On his design process
It’s quite exploratory, open-ended, and iterative. Often we begin projects on a number of parallel tracks: what kinds of programs or activities might we imagine? what are the untapped resources available to use on or near a particular site? and what are the organizational logics and formal approaches to intervening on site? Often we’re working with teams of experts to help identify key issues from a wide range of disciplinary perspectives; our job is to find ways to bring those agendas together, allow them to collude in creative and inventive ways. We also ask a lot of questions: what if the project did this? or what if we did that? How might we explore new ideas, organizational principles, and fabrication methodologies through new software applications, modeling applications, and technologies? How might we allow a project to open up a set of inquiries (both conceptual and highly pragmatic), rather than simply answering the questions we’ve been asked to take on?

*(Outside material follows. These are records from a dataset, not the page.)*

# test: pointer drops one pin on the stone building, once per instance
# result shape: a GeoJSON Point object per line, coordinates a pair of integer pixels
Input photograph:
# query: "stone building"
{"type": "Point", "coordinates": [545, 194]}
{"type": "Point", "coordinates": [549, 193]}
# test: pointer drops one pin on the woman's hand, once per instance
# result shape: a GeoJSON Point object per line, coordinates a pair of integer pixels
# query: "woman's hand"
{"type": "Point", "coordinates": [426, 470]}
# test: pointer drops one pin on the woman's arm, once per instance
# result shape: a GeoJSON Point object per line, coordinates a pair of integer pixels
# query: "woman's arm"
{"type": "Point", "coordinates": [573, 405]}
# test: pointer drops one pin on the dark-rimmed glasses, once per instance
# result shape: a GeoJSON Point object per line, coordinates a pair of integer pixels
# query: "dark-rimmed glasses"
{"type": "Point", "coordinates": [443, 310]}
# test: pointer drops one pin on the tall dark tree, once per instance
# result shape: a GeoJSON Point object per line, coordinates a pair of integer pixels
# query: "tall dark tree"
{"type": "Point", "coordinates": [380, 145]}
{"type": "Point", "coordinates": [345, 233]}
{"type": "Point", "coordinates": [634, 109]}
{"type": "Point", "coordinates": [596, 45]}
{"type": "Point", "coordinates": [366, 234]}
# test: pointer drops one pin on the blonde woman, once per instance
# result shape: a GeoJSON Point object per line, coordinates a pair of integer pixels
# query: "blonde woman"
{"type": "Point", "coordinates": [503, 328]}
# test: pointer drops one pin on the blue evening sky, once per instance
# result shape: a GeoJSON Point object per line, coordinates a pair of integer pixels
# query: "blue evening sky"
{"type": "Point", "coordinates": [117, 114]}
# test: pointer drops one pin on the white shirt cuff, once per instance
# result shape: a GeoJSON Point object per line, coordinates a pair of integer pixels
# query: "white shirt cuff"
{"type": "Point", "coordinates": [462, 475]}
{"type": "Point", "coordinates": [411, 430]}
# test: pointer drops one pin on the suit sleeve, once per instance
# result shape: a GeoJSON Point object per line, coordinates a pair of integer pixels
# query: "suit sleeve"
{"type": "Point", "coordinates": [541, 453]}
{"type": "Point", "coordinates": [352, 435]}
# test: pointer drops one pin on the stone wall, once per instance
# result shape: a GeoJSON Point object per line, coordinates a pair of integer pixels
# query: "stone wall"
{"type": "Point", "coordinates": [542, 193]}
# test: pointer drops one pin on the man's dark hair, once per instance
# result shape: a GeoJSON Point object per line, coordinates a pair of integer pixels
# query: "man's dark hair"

On the future of design in the next 5-10 years
Impossible to predict! Food supply, climate change, social and environmental justice. Innovation, technological change, cultural evolution. Whatever it is, the work must insist on being ambitious, on continuing to develop and evolve a cultural agenda at the same time it might take on these pressing problems. How can we be inventive yet pragmatic, aspirational and imaginative while simultaneously rooted in the realities of the people and things around us?

On advice he would give his younger self
Have fun, smile, and get away from work more—in order to be totally energized to dig in again when you return.  And be open to taking a few more detours along the way—you’ll never know what might become of it!